What is Hematuria?
Hematuria refers to blood in the urine. If the blood is not visible—discovered only when a urine sample is examined in a lab—the condition is called microscopic hematuria.
When it’s visible, turning the urine reddish or darker than normal, the condition is known as gross hematuria. The amount of blood in urine is unrelated to the seriousness of hematuria.
Hematuria is more a symptom than a condition in itself, because it has many possible causes, such as a urinary tract infection, kidney or bladder stones, an enlarged prostate in men, cystitis (a bladder infection, usually in women) or cancer (of the bladder, kidney or prostate).
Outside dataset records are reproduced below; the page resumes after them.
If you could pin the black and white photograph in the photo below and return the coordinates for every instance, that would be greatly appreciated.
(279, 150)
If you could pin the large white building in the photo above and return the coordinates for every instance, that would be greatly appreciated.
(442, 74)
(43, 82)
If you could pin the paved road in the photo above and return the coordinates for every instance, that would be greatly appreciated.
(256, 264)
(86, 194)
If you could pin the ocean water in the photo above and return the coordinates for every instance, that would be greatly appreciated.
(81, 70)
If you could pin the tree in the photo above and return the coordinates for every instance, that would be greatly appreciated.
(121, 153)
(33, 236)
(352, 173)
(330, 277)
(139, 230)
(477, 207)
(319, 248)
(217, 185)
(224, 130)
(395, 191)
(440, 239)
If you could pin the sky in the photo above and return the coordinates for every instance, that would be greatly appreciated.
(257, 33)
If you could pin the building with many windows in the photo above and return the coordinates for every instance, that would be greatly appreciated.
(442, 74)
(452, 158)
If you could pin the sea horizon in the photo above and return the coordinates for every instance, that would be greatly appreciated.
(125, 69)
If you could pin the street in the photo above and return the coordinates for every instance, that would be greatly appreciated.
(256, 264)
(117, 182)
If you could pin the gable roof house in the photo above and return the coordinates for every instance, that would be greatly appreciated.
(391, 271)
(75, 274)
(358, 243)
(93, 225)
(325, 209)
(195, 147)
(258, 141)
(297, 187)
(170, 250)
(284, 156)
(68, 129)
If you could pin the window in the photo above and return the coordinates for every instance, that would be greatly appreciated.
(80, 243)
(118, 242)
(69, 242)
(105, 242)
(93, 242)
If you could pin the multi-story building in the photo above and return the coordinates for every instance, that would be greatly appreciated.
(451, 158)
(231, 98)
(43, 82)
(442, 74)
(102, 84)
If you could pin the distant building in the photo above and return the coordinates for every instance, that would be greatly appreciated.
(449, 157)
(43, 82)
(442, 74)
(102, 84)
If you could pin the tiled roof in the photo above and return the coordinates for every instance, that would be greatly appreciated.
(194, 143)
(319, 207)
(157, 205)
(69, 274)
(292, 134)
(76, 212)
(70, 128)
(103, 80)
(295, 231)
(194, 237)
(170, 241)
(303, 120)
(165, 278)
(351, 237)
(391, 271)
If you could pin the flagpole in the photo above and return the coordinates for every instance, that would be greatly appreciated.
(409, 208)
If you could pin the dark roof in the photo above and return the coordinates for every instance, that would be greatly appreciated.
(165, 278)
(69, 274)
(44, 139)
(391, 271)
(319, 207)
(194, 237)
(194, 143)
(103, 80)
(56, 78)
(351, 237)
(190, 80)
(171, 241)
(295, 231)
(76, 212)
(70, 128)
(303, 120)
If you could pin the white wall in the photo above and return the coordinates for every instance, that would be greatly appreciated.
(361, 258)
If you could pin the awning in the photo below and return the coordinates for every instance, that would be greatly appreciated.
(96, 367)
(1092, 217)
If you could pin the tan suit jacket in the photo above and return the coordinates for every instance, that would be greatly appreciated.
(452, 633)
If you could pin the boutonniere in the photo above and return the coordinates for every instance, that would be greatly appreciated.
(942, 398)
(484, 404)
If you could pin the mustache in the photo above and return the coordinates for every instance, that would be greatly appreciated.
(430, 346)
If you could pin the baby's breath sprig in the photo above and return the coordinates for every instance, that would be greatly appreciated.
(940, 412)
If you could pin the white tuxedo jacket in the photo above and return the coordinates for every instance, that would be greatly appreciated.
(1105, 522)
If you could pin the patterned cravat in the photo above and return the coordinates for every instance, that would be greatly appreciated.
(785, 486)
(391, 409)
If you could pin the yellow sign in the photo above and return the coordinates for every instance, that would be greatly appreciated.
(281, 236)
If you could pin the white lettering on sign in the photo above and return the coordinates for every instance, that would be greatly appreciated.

Other causes can include:
- An injury that results in a bruised kidney
- Medical conditions, such as sickle cell disease
- Prescription medications, such as blood thinners
- Certain foods, such as beets and berries, which can make urine appear reddish but do not cause bleeding
UR Medicine's Treatments for Hematuria
Diagnosing hematuria can start with urine tests to search for bacteria that causes urinary tract infections or tests to look for abnormal cells that can be a sign of bladder or kidney cancer.
Imaging tests include X-rays as well as:
- Intravenous pyelogram (IVP), a form of X-ray that allows a urologist to see pictures of the urinary system (kidneys, ureters, and bladder). A special dye, called a "contrast agent," is injected into a vein in the arm and passes quickly into the urinary system. This makes it easier to see abnormalities there.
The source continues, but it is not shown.